An Overview of Mahindra
Mahindra and Mahindra Limited (M&M) is an Indian-based multinational automobile corporation headquartered in Mumbai. M&M is one of the largest automobile manufacturers in India in terms of production and the world’s largest manufacturer of tractors. M&M is a part of the Indian conglomerate Mahindra Group NDTV, 2014). According to The Brand Trust Report in 2014, M&M is the 10th most trusted brand in India. In addition, the Fortune India 500 rated M&M as the 21st top Indian company in 2011. Currently, the firm’s product lines include automobiles, commercial vehicles, and two wheelers and the company markets them under the brand name ‘Mahindra’. In the Indian automotive industry, the company’s major competitors include Tata Motors, Maruti Suzuki, Ashok Leyland, Toyota, Hyundai and others. The organization has a presence worldwide and its major global subsidiaries are Mahindra Europe (Italy), Mahindra USA, Mahindra South Africa, and Mahindra Tractor Co. Ltd (China).

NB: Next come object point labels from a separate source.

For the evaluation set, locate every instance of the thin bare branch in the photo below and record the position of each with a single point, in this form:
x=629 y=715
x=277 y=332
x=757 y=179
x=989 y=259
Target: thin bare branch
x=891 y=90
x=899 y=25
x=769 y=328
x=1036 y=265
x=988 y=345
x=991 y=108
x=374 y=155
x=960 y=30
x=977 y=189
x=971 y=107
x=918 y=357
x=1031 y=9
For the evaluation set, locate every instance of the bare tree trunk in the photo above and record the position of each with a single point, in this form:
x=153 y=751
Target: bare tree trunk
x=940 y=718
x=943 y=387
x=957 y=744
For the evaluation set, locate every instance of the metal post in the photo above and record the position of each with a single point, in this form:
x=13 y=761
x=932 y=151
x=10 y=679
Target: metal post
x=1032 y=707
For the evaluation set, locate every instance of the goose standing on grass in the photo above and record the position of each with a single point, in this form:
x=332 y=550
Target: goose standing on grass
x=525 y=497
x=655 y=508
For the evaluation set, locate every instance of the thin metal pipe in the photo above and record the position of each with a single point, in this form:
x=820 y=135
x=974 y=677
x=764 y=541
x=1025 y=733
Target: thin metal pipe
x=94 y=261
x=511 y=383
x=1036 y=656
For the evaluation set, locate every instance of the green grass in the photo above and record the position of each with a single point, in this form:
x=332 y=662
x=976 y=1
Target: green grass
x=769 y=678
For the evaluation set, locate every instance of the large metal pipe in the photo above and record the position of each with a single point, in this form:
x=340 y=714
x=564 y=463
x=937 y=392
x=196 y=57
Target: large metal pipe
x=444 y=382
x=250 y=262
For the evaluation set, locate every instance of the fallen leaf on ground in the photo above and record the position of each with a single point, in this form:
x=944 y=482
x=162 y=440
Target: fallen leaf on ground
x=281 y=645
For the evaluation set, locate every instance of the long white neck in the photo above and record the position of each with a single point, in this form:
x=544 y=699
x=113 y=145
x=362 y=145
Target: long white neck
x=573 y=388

Analysis of Brand in the Home Market
While analysing the brand performance of Mahindra in the Indian market, it seems that the brand has been performing poorly over the last twelve months. In April 2014, the company experienced a decline of 15% in total domestic sales at 34,107 units as opposed to 39,902 units in the same month a year ago (Business Today, 2014). Although the company achieved a marginal rise in its domestic sales in June 2014, the sales again dropped by 4.18% to 33,047 in the following month as compared to 34,490 units a year ago (NDTV Profit, 2014). In the next month, M&M’s domestic sales fell by 5.72% in comparison with the sales figures a year earlier. In September 2014, the company slightly improved its performance in domestic sales by achieving a 4.5% increase in sales. The M&M’s domestic sales was horribly hit in October 2014 as the company experienced a drop in sales by 15.71% to 40,274 as against 47,787 in the same month of the previous year (NDTV Profit, Nov 2014). The same trend continued in November too and this time the decline in domestic sales was 11%.
In December 2014, the firm’s sales in the Indian market dropped by 7% to 34,460 units as opposed to 36,681 units a year back (NDTV Profit, January 2015). The situation worsened further when the company’s domestic sale was hit by 8% in January 2015. Despite the immense efforts taken by the Mahindra’s top management to check the drop in domestic sales, it again declined by 11% in the following month. The company experienced decline in domestic sales for the 11th consecutive month when its Indian market sales dropped by a massive 15% in March 2014, compared to the same month a year ago. The M&M failed to confront with the growing competition from the foreign rivals and consequently the firm’s sales in the domestic market dropped again in the next month.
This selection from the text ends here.